Supponiamo che, in pendenza di un processo, il difensore di una delle parti scriva direttamente alla parte avversa (non al difensore, proprio alla parte avversaria) e la inviti a passare in studio per studiare insieme il migliore modo di sfruttare una innovazione legislativa che consente la definizione della lite. Un simile modo di fare sarebbe immediatamente censurato dall’Ordine di appartenenza e sarebbe bollato, nella considerazione dei colleghi, come un gesto denotante una certa mancanza di buona educazione professionale.
Cambiano le cose se il difensore che compie questo gesto rappresenta una parte pubblica? Per parte mia, sì, in peggio. Il difensore della parte pubblica ha doveri di lealtà e probità che sono rafforzati.
Invece, in occasione della recente definizione delle liti (il condono disciplinato dal d.l. 50/2017), alcuni miei clienti hanno ricevuto da un ufficio legale dell’Agenzia delle entrate una lettera, in cui si dava notizia alla parte processuale del condono e la si invitava a contattare lo stesso ufficio legale “per ulteriori informazioni”. Nessun riferimento veniva fatto nella lettera all’esistenza di un difensore costituito (e al fatto, che probabilmente, se proprio si vuole andare ad ascoltare i funzionari sul punto, sarebbe opportuno recarsi all’ufficio dell’Agenzia con il proprio difensore).

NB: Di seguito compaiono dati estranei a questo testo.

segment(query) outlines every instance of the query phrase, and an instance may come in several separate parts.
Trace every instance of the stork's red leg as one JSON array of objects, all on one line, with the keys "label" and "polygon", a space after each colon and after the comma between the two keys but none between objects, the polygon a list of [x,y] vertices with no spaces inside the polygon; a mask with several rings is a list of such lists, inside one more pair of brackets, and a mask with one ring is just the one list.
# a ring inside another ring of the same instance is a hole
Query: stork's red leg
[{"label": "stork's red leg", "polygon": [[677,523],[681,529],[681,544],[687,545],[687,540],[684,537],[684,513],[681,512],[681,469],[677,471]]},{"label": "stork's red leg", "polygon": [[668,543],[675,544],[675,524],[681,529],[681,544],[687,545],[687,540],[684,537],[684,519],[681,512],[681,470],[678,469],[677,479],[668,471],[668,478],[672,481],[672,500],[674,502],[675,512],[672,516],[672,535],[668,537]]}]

Poco male, si potrebbe dire. Ogni difensore mediamente diligente aveva già informato i propri clienti e compiuto le valutazioni strategiche; e normalmente un simile incontro con i funzionari dell’Agenzia non avrebbe alcuna utilità.
Infastidisce, però, questa mancanza di sensibilità processuale, questo volere scavalcare un difensore costituito.
Sembra che il nuovo Direttore dell’Agenzia sia interessato a voler smussare alcune asperità nel rapporto tra Fisco e contribuenti: anche attraverso il garbo istituzionale e il rispetto delle funzioni difensive passa la strada del miglioramento dei rapporti con i contribuenti. Aspettiamo miglioramenti in questa direzione, fiduciosi.